On 21-Dec-2010 09:51, Christian Brabandt wrote:
> Hi Ingo!
>
> On Di, 21 Dez 2010, Ingo Karkat wrote:
>
> Yes there is a certain possibility, that you use something like ${1} to
> insert that part literally. But unfortunately, this has to be done. I
> understand that this breaks backwards-compatibility, so this makes only
> sense with a new vim version.
>
>> Since that many capturing groups are rarely used (but I agree, could
>> sometimes be useful), how about just making them available through
>> submatch({nr}), as in:
>> :s/{pat}/\=submatch(99)/
>
> Possible, but I don't like that. Especially if you use many capturing
> groups, I'd like to avoid using string-expressions whenever possible as
> the quoting can get nasty.
I don't think people will write a substitution involving more than 9 capturing
groups on the fly in their daily use, so this feature would be almost
exclusively used by mappings and scripts that are written once and run many
times.
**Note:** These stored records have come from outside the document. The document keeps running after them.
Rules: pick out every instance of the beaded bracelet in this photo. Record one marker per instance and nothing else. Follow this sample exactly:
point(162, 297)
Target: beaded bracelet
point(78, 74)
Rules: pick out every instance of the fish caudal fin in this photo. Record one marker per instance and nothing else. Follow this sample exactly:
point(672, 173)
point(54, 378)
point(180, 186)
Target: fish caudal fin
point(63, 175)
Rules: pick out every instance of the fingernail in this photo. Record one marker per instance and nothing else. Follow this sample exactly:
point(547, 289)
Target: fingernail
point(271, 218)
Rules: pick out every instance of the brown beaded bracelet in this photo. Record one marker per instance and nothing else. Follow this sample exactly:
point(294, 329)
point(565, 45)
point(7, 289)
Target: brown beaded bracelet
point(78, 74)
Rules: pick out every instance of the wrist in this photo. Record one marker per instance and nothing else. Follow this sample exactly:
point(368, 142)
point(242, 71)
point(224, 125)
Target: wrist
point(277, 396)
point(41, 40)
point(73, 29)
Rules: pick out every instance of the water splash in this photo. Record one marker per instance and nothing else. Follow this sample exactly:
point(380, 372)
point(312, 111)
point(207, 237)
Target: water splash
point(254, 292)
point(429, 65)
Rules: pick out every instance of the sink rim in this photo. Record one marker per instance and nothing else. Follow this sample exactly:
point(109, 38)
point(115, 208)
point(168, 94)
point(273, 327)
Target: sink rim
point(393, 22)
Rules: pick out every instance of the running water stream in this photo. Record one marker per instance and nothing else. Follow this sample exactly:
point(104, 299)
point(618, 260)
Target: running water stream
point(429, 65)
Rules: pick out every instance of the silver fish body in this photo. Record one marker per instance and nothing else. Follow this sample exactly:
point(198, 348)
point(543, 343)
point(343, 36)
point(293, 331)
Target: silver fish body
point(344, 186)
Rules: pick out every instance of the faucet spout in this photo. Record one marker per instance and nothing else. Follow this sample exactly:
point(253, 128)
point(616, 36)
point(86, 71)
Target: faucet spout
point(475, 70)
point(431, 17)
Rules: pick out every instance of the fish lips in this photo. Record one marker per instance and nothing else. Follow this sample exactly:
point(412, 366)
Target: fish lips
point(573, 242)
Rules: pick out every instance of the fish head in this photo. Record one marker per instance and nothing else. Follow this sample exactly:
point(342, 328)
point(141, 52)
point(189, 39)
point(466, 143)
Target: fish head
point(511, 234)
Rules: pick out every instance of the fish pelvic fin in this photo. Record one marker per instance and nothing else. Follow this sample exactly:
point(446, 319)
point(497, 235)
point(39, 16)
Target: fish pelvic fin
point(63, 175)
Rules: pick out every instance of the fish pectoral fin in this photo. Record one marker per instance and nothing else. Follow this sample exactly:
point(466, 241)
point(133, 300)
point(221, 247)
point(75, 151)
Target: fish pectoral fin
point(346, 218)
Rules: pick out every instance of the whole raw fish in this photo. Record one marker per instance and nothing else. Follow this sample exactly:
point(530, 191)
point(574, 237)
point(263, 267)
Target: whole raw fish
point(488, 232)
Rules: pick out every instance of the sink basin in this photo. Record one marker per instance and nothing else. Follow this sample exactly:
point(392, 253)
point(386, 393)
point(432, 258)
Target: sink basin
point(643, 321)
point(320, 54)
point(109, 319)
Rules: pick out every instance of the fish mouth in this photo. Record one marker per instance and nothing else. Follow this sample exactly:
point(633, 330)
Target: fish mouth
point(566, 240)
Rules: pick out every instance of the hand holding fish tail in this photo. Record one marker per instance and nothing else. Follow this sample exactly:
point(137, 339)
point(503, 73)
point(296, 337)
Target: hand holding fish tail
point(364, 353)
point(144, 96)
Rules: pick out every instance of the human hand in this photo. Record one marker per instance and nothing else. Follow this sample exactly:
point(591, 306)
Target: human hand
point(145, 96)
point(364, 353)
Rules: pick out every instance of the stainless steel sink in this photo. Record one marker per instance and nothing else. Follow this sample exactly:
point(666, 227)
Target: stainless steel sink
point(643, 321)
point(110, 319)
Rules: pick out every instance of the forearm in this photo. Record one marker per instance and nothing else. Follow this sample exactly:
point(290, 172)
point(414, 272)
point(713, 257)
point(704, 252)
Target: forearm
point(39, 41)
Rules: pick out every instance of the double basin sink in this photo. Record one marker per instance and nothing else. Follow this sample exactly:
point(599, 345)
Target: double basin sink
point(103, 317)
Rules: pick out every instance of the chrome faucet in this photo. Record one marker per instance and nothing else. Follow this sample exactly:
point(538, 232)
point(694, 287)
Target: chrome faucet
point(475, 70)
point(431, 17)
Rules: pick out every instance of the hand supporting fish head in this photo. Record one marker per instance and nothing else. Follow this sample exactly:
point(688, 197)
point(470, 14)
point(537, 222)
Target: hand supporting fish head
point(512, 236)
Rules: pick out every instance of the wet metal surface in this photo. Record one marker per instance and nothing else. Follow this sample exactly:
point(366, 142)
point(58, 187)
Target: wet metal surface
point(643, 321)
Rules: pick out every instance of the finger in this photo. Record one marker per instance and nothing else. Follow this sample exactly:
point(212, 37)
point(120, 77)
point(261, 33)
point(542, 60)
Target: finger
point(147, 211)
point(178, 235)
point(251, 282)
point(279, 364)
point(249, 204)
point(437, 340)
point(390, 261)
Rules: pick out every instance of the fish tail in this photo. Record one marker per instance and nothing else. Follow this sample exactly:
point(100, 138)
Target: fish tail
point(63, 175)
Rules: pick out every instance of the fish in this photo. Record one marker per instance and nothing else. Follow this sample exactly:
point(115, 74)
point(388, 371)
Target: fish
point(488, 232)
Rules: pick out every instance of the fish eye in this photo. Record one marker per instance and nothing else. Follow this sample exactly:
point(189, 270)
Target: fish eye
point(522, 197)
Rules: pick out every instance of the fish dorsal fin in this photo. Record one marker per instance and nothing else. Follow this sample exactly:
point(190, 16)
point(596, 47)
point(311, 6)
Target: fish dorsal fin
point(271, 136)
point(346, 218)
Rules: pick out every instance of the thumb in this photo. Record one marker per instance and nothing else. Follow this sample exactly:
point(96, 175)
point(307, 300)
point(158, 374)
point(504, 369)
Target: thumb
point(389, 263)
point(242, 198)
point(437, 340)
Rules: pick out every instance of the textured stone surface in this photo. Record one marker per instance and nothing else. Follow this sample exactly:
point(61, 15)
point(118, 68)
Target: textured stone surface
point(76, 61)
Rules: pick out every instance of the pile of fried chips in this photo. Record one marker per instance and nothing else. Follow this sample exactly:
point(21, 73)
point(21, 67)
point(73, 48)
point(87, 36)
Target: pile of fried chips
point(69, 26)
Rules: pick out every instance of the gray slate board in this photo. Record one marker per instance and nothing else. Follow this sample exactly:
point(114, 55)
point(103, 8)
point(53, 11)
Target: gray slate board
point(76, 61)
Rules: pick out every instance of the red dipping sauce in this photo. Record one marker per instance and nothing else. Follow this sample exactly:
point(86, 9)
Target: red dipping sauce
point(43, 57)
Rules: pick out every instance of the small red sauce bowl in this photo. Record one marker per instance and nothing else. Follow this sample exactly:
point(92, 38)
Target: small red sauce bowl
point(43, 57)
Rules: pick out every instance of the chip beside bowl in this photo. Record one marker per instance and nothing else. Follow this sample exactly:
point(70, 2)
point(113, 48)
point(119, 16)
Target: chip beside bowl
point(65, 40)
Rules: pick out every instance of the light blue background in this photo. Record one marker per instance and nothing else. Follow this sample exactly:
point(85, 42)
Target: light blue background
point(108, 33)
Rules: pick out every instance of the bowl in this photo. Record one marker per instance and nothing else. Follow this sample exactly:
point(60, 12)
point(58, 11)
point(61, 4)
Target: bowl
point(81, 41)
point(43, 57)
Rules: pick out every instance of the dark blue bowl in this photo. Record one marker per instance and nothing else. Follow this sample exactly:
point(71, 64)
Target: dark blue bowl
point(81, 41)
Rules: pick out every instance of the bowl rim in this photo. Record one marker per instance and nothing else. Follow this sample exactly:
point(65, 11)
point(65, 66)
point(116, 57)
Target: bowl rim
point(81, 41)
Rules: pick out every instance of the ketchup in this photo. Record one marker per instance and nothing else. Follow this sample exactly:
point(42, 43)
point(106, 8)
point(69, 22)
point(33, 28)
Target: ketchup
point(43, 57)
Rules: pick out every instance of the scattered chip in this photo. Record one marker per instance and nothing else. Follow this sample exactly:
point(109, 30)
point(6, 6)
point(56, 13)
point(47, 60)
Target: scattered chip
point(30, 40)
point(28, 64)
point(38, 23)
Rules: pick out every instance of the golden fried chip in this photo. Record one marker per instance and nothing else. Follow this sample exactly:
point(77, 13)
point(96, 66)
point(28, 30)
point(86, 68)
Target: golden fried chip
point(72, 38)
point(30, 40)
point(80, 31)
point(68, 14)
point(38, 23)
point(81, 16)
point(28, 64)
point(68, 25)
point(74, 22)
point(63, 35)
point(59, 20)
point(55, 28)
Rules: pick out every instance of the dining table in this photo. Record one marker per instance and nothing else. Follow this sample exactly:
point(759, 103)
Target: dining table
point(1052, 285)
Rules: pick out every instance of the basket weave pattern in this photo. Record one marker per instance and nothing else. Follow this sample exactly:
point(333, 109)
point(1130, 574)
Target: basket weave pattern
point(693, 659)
That's why I would favor a trade-off that keeps full compatibility and
makes it somewhat harder for plugin authors.
Maybe it would help if you shared your use case with CSV files. (But then, this
could also move the discussion into "wait, you can already do this via ...")
>> This would keep compatibility. Alternatively, couldn't something
>> starting with a backslash be used, for example \{99}?
>
> This might still break backward compatibility. And personally, I like
> the ${1} syntax better (as this is used in Perl for example).
Yes, but Perl also uses the "$" sigil already for variable interpolation in
strings and has corresponding escaping rules; Vim does not.
The help mentions that Vim reserves all unused backslash sequences:
\x where x is any character not mentioned above:
Reserved for future expansion
Let's see what others think of this!